# Line Label Token Preprocessing

This notebooks is used to create the dataset for the line-label task using the token level approach. Be sure to first run:

1. notebooks/preprocessing_old_project
2. notebooks/01_classifying

In [None]:
import sys
import os
sys.path.append(os.getcwd()+"/../..")

from src import paths
from src.utils import prepare_pd_dataset_for_lineclass

import pandas as pd

from datasets import Dataset, DatasetDict, concatenate_datasets

This is a preprocessing step to label all the observations in seantis_kisim.csv, the dataset containing the reports in line splitted format.

In [None]:
# The dataset needs columns rid, text, class_agg.

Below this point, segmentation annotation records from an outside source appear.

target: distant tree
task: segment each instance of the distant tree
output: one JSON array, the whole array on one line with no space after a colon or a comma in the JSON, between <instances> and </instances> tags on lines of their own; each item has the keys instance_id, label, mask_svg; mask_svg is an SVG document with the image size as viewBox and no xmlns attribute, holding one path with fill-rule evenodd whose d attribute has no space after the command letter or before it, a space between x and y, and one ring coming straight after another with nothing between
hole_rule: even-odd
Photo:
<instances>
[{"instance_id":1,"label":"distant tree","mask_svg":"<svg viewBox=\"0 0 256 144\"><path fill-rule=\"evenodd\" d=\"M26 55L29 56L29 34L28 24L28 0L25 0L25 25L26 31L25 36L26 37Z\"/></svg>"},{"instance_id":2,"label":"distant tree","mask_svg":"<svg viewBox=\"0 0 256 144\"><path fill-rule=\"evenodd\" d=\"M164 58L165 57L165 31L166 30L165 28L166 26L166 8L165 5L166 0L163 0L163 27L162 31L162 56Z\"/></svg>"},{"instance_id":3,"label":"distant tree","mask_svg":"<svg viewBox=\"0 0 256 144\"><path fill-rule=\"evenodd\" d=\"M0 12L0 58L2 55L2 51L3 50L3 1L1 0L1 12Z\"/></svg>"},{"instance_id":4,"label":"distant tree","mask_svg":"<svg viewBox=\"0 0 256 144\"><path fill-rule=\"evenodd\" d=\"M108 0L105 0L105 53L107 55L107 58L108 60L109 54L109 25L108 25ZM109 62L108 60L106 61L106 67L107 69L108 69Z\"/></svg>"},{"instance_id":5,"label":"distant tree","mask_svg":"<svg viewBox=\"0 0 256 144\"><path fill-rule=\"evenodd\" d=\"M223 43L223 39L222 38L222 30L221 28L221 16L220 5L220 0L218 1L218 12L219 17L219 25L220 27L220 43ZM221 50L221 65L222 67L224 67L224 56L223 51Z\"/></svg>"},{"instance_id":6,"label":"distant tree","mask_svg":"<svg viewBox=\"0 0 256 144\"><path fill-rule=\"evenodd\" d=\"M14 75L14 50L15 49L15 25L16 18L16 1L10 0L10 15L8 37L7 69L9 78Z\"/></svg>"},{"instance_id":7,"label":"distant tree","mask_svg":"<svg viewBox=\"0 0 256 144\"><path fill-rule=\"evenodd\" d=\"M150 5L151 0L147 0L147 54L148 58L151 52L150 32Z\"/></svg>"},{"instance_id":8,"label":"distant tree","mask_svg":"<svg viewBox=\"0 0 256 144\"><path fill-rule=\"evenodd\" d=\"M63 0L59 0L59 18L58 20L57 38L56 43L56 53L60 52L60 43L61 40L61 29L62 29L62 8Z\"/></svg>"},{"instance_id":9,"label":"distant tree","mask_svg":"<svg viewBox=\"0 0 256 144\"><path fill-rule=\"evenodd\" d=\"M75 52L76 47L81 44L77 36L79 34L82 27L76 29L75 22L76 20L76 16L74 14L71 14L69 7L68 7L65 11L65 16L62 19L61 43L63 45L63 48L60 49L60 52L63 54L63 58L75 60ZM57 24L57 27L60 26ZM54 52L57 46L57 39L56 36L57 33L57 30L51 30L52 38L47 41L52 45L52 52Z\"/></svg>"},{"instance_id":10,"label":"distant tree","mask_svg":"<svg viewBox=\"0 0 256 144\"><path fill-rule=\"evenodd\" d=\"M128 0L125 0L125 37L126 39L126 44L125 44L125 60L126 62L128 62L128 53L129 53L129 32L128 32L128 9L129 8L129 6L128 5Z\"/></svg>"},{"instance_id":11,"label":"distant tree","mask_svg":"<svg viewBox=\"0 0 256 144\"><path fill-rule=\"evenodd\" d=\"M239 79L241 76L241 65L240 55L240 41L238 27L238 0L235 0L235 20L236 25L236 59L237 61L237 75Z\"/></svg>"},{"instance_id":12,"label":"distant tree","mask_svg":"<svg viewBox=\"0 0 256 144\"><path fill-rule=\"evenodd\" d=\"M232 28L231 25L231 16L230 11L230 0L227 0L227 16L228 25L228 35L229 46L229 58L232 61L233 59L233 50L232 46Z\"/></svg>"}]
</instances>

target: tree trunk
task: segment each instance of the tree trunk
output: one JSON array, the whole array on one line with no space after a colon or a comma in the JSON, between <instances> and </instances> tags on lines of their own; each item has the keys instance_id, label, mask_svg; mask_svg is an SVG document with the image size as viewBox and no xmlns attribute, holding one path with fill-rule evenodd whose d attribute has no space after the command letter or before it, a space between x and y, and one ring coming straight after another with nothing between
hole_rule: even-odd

The text column contains one line of a report per row. 
# The class_agg column can have all Null values, it will be filled by the lineclass model.

df_all = pd.read_csv(paths.DATA_PATH_PREPROCESSED/"midatams/seantis_kisim.csv")
df_all = df_all[["research_id", "text"]].rename(columns={"research_id": "rid"})
df_all["class_agg"] = None
df_all

In [None]:
df_train = pd.read_csv(paths.DATA_PATH_PREPROCESSED/"line-label/line-label_clean_train.csv")
df_val = pd.read_csv(paths.DATA_PATH_PREPROCESSED/"line-label/line-label_clean_val.csv")
df_test = pd.read_csv(paths.DATA_PATH_PREPROCESSED/"line-label/line-label_clean_test.csv")

dataset = DatasetDict({
    "train": Dataset.from_pandas(df_train),
    "val": Dataset.from_pandas(df_val),
    "test": Dataset.from_pandas(df_test),
    "all": Dataset.from_pandas(df_all)
})

df_token_train = prepare_pd_dataset_for_lineclass(df_train)
df_token_val = prepare_pd_dataset_for_lineclass(df_val)
df_token_test = prepare_pd_dataset_for_lineclass(df_test)
df_token_all = prepare_pd_dataset_for_lineclass(df_all)

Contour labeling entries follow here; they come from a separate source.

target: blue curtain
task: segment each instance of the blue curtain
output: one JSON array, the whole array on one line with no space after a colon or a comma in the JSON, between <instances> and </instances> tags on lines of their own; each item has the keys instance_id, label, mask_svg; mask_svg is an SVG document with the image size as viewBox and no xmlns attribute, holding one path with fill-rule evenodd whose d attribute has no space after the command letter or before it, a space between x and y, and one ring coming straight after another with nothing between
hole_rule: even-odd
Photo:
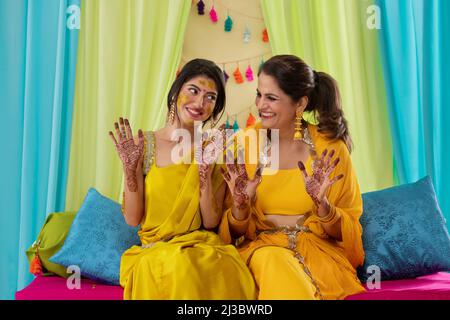
<instances>
[{"instance_id":1,"label":"blue curtain","mask_svg":"<svg viewBox=\"0 0 450 320\"><path fill-rule=\"evenodd\" d=\"M0 0L0 299L32 280L25 251L64 210L79 8Z\"/></svg>"},{"instance_id":2,"label":"blue curtain","mask_svg":"<svg viewBox=\"0 0 450 320\"><path fill-rule=\"evenodd\" d=\"M450 226L450 1L378 5L398 179L430 175Z\"/></svg>"}]
</instances>

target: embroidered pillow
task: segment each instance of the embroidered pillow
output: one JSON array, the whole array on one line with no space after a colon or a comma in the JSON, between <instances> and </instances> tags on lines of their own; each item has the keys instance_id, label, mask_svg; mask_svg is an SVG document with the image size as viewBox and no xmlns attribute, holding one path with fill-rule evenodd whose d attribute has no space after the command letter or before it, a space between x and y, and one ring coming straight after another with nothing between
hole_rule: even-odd
<instances>
[{"instance_id":1,"label":"embroidered pillow","mask_svg":"<svg viewBox=\"0 0 450 320\"><path fill-rule=\"evenodd\" d=\"M125 250L140 245L137 231L126 224L118 203L91 188L63 247L50 261L78 266L86 278L119 285L120 259Z\"/></svg>"},{"instance_id":2,"label":"embroidered pillow","mask_svg":"<svg viewBox=\"0 0 450 320\"><path fill-rule=\"evenodd\" d=\"M430 177L362 197L363 282L369 266L380 268L381 281L450 271L450 238Z\"/></svg>"}]
</instances>

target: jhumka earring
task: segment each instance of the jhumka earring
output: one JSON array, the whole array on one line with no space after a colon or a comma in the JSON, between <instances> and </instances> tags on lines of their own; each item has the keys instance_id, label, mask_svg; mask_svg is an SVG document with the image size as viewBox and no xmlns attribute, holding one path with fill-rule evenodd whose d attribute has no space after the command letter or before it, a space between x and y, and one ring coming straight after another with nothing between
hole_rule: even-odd
<instances>
[{"instance_id":1,"label":"jhumka earring","mask_svg":"<svg viewBox=\"0 0 450 320\"><path fill-rule=\"evenodd\" d=\"M172 104L170 105L169 114L167 115L167 123L172 125L174 121L175 121L175 103L172 102Z\"/></svg>"},{"instance_id":2,"label":"jhumka earring","mask_svg":"<svg viewBox=\"0 0 450 320\"><path fill-rule=\"evenodd\" d=\"M303 139L302 136L302 118L303 112L298 111L295 113L295 133L294 133L294 141L300 141Z\"/></svg>"},{"instance_id":3,"label":"jhumka earring","mask_svg":"<svg viewBox=\"0 0 450 320\"><path fill-rule=\"evenodd\" d=\"M211 121L209 122L211 125L211 129L214 128L217 125L217 122L214 117L211 116Z\"/></svg>"}]
</instances>

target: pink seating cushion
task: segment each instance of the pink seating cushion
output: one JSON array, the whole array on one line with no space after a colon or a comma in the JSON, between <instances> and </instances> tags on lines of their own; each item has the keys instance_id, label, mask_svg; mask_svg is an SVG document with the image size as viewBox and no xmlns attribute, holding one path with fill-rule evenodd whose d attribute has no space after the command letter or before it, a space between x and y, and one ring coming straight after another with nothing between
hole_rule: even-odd
<instances>
[{"instance_id":1,"label":"pink seating cushion","mask_svg":"<svg viewBox=\"0 0 450 320\"><path fill-rule=\"evenodd\" d=\"M81 288L70 290L61 277L37 277L16 293L16 300L122 300L120 286L82 279ZM438 272L416 279L381 282L380 289L347 297L347 300L450 300L450 273Z\"/></svg>"}]
</instances>

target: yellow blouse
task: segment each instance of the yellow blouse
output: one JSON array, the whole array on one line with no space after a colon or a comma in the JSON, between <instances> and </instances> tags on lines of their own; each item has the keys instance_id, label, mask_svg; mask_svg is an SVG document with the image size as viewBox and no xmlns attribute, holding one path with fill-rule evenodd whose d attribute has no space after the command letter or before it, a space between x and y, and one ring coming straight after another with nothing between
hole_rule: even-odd
<instances>
[{"instance_id":1,"label":"yellow blouse","mask_svg":"<svg viewBox=\"0 0 450 320\"><path fill-rule=\"evenodd\" d=\"M256 129L260 125L255 126ZM347 146L342 140L330 140L318 131L317 126L308 125L308 131L320 155L325 149L335 150L340 158L331 178L344 174L344 178L333 184L327 192L332 210L340 216L342 241L331 238L324 230L318 216L309 214L303 226L308 232L297 237L298 252L304 257L313 278L319 283L326 298L343 298L348 294L363 291L356 267L364 261L362 227L362 198ZM308 174L312 173L312 158L305 163ZM246 164L247 173L253 178L256 164ZM231 200L227 196L228 209L224 213L219 235L228 243L234 240L230 232L229 214ZM267 234L274 225L266 219L268 214L296 215L314 212L311 197L306 193L303 176L299 169L280 170L275 175L263 175L257 189L256 202L251 207L251 218L246 234L238 249L241 257L249 264L255 250L262 247L288 247L288 238L282 233ZM339 276L337 276L339 275ZM276 275L273 275L276 281Z\"/></svg>"}]
</instances>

dataset_token = DatasetDict({
    "train": Dataset.from_pandas(df_token_train),
    "val": Dataset.from_pandas(df_token_val),
    "test": Dataset.from_pandas(df_token_test),
    "all": Dataset.from_pandas(df_token_all)
})

# Add a few of the validation examples to the training set
dataset_token["train"] = concatenate_datasets([dataset_token["train"], dataset_token["val"].select(range(8))])
dataset_token["val"] = dataset_token["val"].select(range(8, len(dataset_token["val"])))

# Save the tokenized datasets
dataset_token.save_to_disk(paths.DATA_PATH_PREPROCESSED/"line-label/line-label_for_token_classification")